Au ravitaillement Coppi, avec son maillot vert-blanc-rouge de champion d’Italie, ne prend pas sa musette, et place une attaque qui va le propulser une centaine de mètres devant un petit groupe comprenant Magni, Van Steenbergen et Bobet. Pour l’anecdote, si Coppi n’a pas pris la peine de prendre son ravitaillement, c’est tout simplement parce que ses coéquipiers lui ont permis de remplir ses poches auparavant. Fermons la parenthèse, pour souligner que Coppi rattrape très vite Diot et Sciardis échappés depuis longtemps, avant de lâcher d’abord Sciardis, puis Maurice Diot. Le campionissimo se retrouve donc seul, alors qu’il reste 45 kilomètres à parcourir. Personne ne le rattrapera et il arrivera à Roubaix, au vélodrome, avec trois minutes d’avance sur Diot, et presque six minutes sur Fiorenzo Magni. A la fin de la course, Diot fera rire tous les suiveurs en disant sa joie d’avoir gagné Paris Roubaix… parce que Coppi était « hors concours ». A noter que sur des routes à la limite du praticable, sur les pavés ou les trottoirs des bas-côtés, le recordman du monde de l’heure avait parcouru un peu plus de 41 kilomètres dans la dernière heure de course. Un exploit vraiment phénoménal, même s’il bénéficia de l’aide du vent ! Mais tel était le campionissimo, champion incontesté de l’âge d’or du cyclisme, qui a vu s’affronter Coppi, Bartali, Koblet, Kubler, Bobet, Magni, Van Steenbergen, De Bruyne, Schotte et Ockers.

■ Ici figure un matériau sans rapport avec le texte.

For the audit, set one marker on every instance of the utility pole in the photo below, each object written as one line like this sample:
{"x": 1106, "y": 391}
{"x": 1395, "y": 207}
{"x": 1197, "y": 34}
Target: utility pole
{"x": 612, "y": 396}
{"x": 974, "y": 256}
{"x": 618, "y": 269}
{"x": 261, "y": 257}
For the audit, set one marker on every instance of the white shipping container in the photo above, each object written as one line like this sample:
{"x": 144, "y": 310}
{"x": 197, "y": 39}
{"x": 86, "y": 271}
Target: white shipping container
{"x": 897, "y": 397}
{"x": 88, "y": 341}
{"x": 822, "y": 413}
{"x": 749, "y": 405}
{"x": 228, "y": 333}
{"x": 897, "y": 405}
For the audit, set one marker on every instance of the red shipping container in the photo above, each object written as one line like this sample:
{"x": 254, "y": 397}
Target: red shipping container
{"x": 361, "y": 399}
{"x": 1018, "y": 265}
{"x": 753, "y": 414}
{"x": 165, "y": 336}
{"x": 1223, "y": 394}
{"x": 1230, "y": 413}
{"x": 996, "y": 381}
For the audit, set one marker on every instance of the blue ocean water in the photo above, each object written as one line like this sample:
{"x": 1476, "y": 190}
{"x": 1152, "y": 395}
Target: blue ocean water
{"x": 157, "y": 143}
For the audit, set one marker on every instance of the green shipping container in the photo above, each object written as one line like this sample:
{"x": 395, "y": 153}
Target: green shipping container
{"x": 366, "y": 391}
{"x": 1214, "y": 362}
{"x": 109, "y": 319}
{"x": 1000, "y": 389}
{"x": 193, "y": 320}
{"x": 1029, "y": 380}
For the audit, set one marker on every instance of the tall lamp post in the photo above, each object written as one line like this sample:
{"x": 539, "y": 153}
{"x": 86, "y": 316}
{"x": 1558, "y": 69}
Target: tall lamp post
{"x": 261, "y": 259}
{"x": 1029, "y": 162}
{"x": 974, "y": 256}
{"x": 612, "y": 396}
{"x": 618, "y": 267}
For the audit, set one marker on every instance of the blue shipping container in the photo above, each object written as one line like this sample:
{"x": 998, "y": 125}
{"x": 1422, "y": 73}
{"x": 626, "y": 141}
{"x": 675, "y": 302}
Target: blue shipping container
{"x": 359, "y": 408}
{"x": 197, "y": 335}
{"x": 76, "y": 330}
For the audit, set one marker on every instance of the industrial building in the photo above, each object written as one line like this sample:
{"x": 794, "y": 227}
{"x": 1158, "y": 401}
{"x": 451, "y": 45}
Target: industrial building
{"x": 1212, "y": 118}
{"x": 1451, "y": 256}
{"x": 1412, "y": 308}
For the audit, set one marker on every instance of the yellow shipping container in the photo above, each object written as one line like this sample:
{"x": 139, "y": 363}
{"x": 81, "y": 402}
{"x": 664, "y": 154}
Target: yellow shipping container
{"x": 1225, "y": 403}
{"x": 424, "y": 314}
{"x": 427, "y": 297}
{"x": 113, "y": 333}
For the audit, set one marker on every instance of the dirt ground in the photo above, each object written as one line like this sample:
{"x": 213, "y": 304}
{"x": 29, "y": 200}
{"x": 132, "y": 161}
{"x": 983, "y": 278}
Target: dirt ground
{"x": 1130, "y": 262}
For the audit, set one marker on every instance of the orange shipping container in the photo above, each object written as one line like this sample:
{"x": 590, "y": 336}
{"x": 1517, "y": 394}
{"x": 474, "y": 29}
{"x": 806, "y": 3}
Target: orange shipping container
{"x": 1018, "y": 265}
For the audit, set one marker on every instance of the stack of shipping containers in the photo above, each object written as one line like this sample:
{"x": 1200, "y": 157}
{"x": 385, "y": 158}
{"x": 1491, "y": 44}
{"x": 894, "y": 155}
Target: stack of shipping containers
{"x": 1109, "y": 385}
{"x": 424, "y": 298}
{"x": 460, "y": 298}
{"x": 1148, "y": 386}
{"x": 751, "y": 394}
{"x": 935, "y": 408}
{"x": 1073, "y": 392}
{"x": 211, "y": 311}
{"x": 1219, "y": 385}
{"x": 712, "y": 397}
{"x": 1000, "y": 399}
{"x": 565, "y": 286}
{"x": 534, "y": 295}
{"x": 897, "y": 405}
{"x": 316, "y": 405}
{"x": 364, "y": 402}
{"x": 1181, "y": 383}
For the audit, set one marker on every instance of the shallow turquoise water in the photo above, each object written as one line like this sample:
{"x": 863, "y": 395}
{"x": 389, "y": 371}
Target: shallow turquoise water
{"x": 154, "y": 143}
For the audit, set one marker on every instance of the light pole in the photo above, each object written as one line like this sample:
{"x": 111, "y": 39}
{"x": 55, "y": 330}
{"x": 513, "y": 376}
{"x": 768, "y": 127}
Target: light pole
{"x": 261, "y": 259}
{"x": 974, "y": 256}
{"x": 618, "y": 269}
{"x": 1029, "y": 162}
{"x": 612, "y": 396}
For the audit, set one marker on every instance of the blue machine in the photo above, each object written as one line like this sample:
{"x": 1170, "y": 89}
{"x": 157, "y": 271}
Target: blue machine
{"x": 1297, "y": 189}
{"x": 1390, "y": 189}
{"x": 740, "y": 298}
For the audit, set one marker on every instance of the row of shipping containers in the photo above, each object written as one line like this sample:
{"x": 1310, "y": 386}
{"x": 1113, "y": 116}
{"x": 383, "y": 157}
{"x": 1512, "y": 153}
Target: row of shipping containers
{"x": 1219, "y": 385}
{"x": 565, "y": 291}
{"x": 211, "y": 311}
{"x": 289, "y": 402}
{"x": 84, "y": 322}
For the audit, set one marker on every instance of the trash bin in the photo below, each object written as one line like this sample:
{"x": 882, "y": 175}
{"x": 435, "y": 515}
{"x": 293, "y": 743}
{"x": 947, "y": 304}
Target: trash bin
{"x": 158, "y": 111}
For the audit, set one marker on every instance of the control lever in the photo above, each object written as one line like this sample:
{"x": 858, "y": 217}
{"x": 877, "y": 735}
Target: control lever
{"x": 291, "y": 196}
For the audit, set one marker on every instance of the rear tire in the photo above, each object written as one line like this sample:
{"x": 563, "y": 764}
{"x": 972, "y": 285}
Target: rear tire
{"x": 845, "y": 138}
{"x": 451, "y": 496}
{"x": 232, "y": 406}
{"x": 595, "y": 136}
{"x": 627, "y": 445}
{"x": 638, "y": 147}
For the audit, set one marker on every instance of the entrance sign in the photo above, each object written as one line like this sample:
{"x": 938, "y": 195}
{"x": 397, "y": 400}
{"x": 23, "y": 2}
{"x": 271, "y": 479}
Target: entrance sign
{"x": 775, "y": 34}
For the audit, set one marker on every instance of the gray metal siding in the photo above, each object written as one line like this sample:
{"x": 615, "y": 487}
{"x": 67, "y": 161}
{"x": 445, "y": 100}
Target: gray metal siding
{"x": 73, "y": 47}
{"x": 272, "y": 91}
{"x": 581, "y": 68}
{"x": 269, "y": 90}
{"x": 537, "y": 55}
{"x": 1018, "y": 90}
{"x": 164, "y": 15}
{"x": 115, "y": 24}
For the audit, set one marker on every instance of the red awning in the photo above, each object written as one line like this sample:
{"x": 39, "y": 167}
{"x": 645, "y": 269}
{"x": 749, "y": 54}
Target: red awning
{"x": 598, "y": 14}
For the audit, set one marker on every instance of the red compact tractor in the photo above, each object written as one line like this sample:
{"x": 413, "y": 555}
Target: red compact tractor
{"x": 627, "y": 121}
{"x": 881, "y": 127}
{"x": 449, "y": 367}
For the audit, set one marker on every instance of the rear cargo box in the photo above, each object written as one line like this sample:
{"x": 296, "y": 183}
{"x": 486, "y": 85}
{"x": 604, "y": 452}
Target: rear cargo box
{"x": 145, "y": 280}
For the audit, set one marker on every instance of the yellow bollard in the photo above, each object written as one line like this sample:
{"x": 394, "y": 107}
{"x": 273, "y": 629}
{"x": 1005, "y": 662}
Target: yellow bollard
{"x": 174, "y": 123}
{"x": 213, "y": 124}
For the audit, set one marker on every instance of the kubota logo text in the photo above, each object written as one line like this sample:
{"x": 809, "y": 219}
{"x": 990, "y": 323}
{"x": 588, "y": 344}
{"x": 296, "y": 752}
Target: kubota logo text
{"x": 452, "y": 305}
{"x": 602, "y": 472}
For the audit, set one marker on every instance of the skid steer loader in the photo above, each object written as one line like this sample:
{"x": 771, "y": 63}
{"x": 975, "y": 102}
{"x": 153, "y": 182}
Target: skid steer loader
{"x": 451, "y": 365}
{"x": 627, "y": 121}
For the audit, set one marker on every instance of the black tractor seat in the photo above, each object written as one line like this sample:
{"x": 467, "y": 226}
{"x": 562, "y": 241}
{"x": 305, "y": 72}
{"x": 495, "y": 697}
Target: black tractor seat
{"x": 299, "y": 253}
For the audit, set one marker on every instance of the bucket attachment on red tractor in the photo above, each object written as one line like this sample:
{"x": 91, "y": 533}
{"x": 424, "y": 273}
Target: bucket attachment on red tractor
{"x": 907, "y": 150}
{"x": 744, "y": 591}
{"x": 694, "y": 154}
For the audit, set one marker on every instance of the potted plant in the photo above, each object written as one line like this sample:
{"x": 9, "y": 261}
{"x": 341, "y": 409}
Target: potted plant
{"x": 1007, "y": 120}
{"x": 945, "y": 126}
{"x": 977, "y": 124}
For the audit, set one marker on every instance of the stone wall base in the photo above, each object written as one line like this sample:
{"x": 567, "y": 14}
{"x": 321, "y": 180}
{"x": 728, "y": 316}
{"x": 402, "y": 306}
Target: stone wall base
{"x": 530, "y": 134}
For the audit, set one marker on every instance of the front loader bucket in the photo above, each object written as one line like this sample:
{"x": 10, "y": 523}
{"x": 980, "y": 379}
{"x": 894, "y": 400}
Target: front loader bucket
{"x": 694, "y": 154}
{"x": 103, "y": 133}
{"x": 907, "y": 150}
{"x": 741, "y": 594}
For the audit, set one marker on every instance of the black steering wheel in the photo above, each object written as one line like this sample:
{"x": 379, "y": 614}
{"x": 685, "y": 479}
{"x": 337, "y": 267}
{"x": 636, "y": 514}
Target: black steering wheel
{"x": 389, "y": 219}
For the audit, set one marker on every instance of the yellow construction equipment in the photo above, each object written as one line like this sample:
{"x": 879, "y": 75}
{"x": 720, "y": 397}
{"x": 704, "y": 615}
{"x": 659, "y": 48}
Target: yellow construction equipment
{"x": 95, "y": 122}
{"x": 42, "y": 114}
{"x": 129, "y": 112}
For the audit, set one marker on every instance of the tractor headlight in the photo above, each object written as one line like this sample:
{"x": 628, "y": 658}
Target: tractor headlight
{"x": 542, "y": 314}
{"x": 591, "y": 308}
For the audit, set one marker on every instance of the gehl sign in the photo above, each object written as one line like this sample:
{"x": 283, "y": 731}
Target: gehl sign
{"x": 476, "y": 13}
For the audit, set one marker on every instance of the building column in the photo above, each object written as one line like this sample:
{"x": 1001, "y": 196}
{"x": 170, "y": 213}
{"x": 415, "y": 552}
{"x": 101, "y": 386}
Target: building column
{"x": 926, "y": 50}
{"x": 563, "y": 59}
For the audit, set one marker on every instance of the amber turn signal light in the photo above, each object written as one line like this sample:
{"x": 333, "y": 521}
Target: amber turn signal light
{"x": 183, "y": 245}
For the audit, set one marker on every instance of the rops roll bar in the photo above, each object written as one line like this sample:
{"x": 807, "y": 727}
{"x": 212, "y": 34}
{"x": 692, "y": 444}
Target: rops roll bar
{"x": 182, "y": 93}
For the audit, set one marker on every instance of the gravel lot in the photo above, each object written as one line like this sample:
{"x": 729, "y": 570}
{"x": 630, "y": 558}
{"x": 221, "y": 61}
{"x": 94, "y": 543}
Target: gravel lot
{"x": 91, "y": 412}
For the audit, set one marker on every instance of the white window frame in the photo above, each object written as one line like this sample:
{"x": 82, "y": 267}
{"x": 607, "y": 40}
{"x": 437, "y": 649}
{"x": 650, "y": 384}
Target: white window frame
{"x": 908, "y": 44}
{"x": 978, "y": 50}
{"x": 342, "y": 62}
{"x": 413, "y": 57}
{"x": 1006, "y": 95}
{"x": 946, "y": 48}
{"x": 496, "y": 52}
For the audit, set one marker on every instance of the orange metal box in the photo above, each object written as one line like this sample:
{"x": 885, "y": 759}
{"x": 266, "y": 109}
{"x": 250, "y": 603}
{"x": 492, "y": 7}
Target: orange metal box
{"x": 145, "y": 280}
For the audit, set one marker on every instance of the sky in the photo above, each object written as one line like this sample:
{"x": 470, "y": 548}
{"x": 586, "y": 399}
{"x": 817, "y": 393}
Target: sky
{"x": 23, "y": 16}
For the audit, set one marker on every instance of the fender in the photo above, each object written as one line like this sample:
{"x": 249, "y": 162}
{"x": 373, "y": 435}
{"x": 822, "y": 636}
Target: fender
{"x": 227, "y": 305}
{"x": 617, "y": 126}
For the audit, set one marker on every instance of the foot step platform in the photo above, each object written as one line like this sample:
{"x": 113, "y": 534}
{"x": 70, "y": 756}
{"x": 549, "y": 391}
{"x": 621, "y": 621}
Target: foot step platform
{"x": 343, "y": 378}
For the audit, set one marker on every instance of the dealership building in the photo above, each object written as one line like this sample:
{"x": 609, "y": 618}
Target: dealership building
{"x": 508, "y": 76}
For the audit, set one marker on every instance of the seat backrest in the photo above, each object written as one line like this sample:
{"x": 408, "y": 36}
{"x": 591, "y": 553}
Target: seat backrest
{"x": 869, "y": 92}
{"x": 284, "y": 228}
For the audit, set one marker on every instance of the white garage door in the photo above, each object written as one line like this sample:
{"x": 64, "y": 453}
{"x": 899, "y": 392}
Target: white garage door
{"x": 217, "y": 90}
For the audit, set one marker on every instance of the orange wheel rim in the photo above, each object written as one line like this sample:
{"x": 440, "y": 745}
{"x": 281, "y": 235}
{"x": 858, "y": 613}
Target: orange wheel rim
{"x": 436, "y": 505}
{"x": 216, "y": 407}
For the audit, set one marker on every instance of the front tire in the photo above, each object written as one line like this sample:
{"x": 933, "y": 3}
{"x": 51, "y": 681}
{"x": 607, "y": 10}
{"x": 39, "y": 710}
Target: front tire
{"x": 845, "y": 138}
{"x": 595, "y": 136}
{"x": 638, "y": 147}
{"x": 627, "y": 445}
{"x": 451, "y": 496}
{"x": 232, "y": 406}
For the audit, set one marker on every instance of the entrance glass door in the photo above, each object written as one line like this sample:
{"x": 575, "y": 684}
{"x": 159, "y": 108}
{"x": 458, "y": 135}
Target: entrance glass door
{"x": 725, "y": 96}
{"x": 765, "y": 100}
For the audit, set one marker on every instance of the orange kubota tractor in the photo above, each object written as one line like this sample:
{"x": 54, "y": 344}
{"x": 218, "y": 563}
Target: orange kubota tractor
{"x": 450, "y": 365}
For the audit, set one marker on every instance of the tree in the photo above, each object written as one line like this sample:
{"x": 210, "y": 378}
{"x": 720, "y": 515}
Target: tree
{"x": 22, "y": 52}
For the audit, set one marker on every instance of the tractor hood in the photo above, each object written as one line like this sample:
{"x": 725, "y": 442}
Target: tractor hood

Un dernier mot enfin, pour revenir à notre époque : qui va s’imposer sur le vélodrome de Roubaix dimanche prochain ? En fait, personne ne doute que ce sera Cancellara, pour la bonne raison que c’est le meilleur coureur du moment sur ce type de course, sans doute aussi fort qu’en 2010 quand il réalisa le doublé Tour des Flandres-Paris-Roubaix. C’est le pronostic le plus facile pour tous ceux qui se livrent à ce jeu, d’autant plus qu’il a remporté dimanche dernier le Tour des Flandres sans la moindre contestation possible. Toutefois les exemples sont nombreux où les outsiders s’imposèrent sur la « Reine des classiques. Parmi ceux-ci on citera les noms de Dirk Demol, déjà cité, en 1988, Jean-Marie Wampers l’année suivante, Frédéric Guesdon en 1997, Servais Knaven en 2001, Magnus Backstedt en 2004 ou encore Johan Vansummeren en 2011…devant Cancellara. Cela dit, avec deux victoires et deux deuxièmes places depuis 2008, et compte tenu de l’absence de Tom Boonen, vainqueur en 2005, 2008, 2009 et 2012, qui peut ambitionner de battre le coureur suisse…sauf accident et si ses blessures, en apparence mineures suite à sa chute aujourd’hui lors du Grand Prix de l’Escault, ne le font pas trop souffrir ? Personne en vérité, à moins qu’un Français ne se découvre des dispositions exceptionnelles pour cette épreuve, comme Marc Madiot, vainqueur en 1985 et 1991 ou encore Gilbert Duclos-Lassalle qui fit le doublé en 1992 et 1993 à presque 40 ans.